Cherry had firsthand experience during and after her battle with cancer, when she found yoga as a therapy for relaxation. She also participated in acupuncture while in remission to eliminate joint pain, which was a side effect of a medication that reduces the chances of breast cancer returning.

“I think the first thought for many of us was personal,” Cherry said. “I had breast cancer seven years ago and I found that yoga helped me tremendously with relaxation, with focus and with dealing with stress. The acupuncture also worked amazing for me and made the joint pain go away. I’m just one of a group of people. Some of them had similar experiences where they tried something like yoga or Reiki.”

Many integrative care programs promote relaxation in a stress-free environment. Most are familiar with yoga, which incorporates precise positioning of the body, meditation, and breathing exercises. Studies show yoga can also “improve quality of life, reduce stress, and help relieve anxiety, depression and insomnia,” according to the National Institute of Health.

The yoga component of the Integrative Care Program offers patients a low-impact practice which seeks to adapt to the personal needs of individual patients.

“A large part of it is reducing anxiety,” said Michelle Stortz, who serves as the program’s yoga instructor. “Yoga helps them reduce their anxiety. It’s teaching them about their body on many different levels.
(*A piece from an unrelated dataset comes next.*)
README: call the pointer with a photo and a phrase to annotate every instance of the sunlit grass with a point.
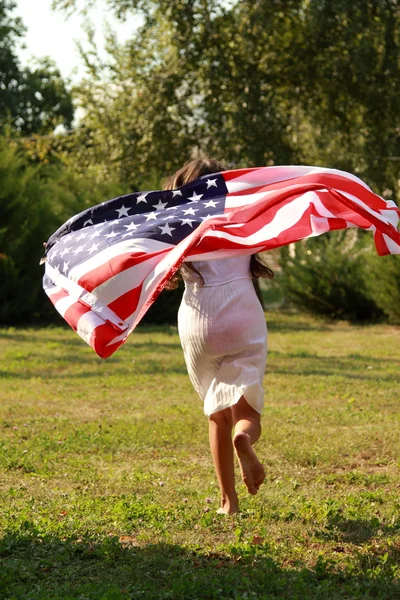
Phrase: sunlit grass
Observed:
(108, 490)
Because it’s adaptive I’m able to help them move their bodies safely in ways that they haven’t moved in quite a while.”

She received her Certification in Yoga for Cancer and Chronic Illness after experiencing the effect yoga has on those battling cancer.

“I lost my husband to cancer,” Stortz said. “Prior to that we had a yoga practice together and I saw how much it helped him. So when he passed, I looked into special training.”

Stortz specializes in an adaptive form of yoga for cancer patients, which aids the physical barriers patients often deal with during and after treatment.

 “We adapt to different patients’ needs and abilities,” Stortz said. “If they are dealing with a lot of fatigue, they’re going to stay in the chair a lot. If they are post-treatment and they’re getting stronger, then we’ll do more poses out of the chair. If they are dealing with a lot of stress then we’re going to do a lot more breathing and meditation.”

Reiki, a form of energy healing, is also offered. Reiki loosely translates from Japanese to “universal life force.” It promotes the idea that there is a universal energy that can balance out negative energy within people that may contribute to physical or mental illness.

“There is a universal Chi, or energy, around us,” Richman said. “What a Reiki practitioner is taught and attuned to do is take in this universal Chi flow through their own body, ultimately through their hands, to a person they are sharing Reiki with.”

“What that does is create a balance,” Richman added. “You can imagine if your body’s out of balance, then it’s harder for it to function. If we do nothing more than create a balance, that allows the body to perform the functions it needs.”

There is a lack of high-quality research on Reiki as an effective complementary health approach, according to the NIH. However, it is also believed to prevent symptoms of illness from returning if the root issue is dealt with.

Although the Integrated Care Program is a separate and optional component of therapy which patients can enroll in, the Stress Management program is mandatory for patients who must be seen by a psychiatrist and psychologist at Fox Chase. This program includes traditional medical practices and offers psychotherapy, counseling, relaxation and medication management.